2 stem cell related laws and regulations of the introduction: in 2013, Japan introduced a standardized management of the cell products, will be classified as a new classification of cell products: regenerative medicine and other products. The measures for the administration of the provisions: for the heterogeneity of regenerative medicine products, if we can determine its safety and to estimate its validity, you can through the additional conditions and duration, especially in early May to be admitted. Then, re verify its security and effectiveness. The change in this policy has made the management of personalized medicine once again a big step forward.

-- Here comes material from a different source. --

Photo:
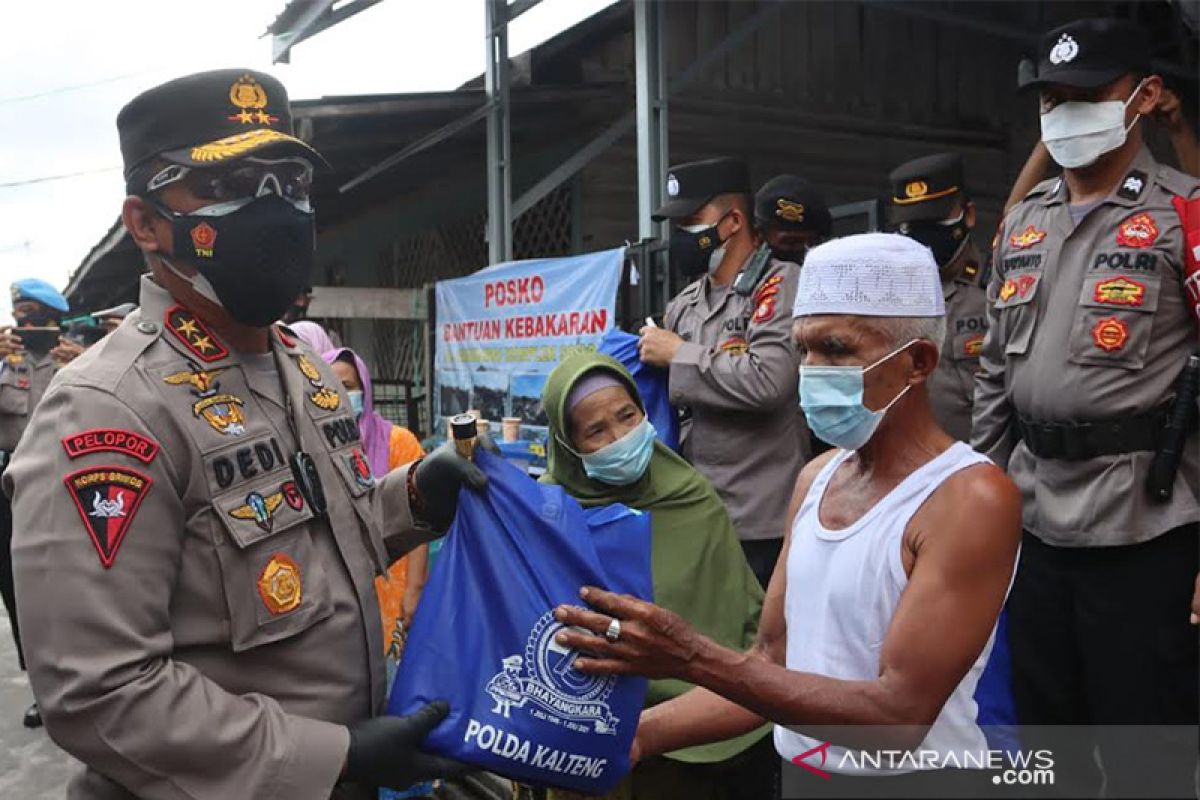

3 Temcell for fully approved drugs. Temcell's review noted that the approval of the species and without additional conditions and time limits (meaning fully approved. The early approval, which corresponds to the full approval, is also known as a semi approval.

There are very few cell types, including stem cell and other cell types, which are approved worldwide, and the number of products in which allogeneic stem cell products. So what are the 

important meanings of Temcell in Japan and the listing?

1 the feasibility of mass production of cell products: the majority of the global cell therapy has been the main source of autologous cell therapy, and then this personalized medical treatment will inevitably make it expensive. Stem cells from allogeneic stem cell therapy is expected to achieve mass production, continuous optimization of the production process is bound to reduce the cost of treatment, so as to reduce the medical burden. However, another voice is from the point of view of the effect of the "mess" produced cell products is better than customization "stem cells" questioned more issues that we need to continue to study to answer one by one.

2 to promote the development of China's cell industry: since the 2012 stem cell industry has been a big shock, China's stem cell policies are constantly updated and improved. Including the CFDA and August 2015 Planning Commission jointly issued by the stem cells in clinical research management approach (Trial) "and" stem cell preparation quality control and clinical before research guidelines (Trial) ", and December 2015 Planning Commission issued the" about developing stem cells in clinical research machine structure of filing work notice "showed that the stem cells management more standardization, standardization. However, these are from the real approval of China's first stem cell products, there is still a way to go. The Temcell's approval will provide us with a reference and reference.

3. The angels and Demons coexist: even though the mesenchymal stem cell immunogenicity is relatively low and based on immunosuppressive characteristics for GVHD treatment. However, excessive immune suppression of GVHD is reduced at the same time, there are white blood cell, platelet reduce, infection, sepsis, renal injury, and promote tumor growth and other side effects, so must to in the implementation of the emergency medical facility for treatment. Therefore, how to control the "double edge" will be the next problem. And the recent purple tumor immune treatment of gene regulation technology of new technology car-t "in the cell mounted switch" may be possible to solve the difficult problem.

Although stem cell treatment of the industrialization of the road is full of ups and downs, but we believe that the stem cell industry in the spring is coming, let us wait and see.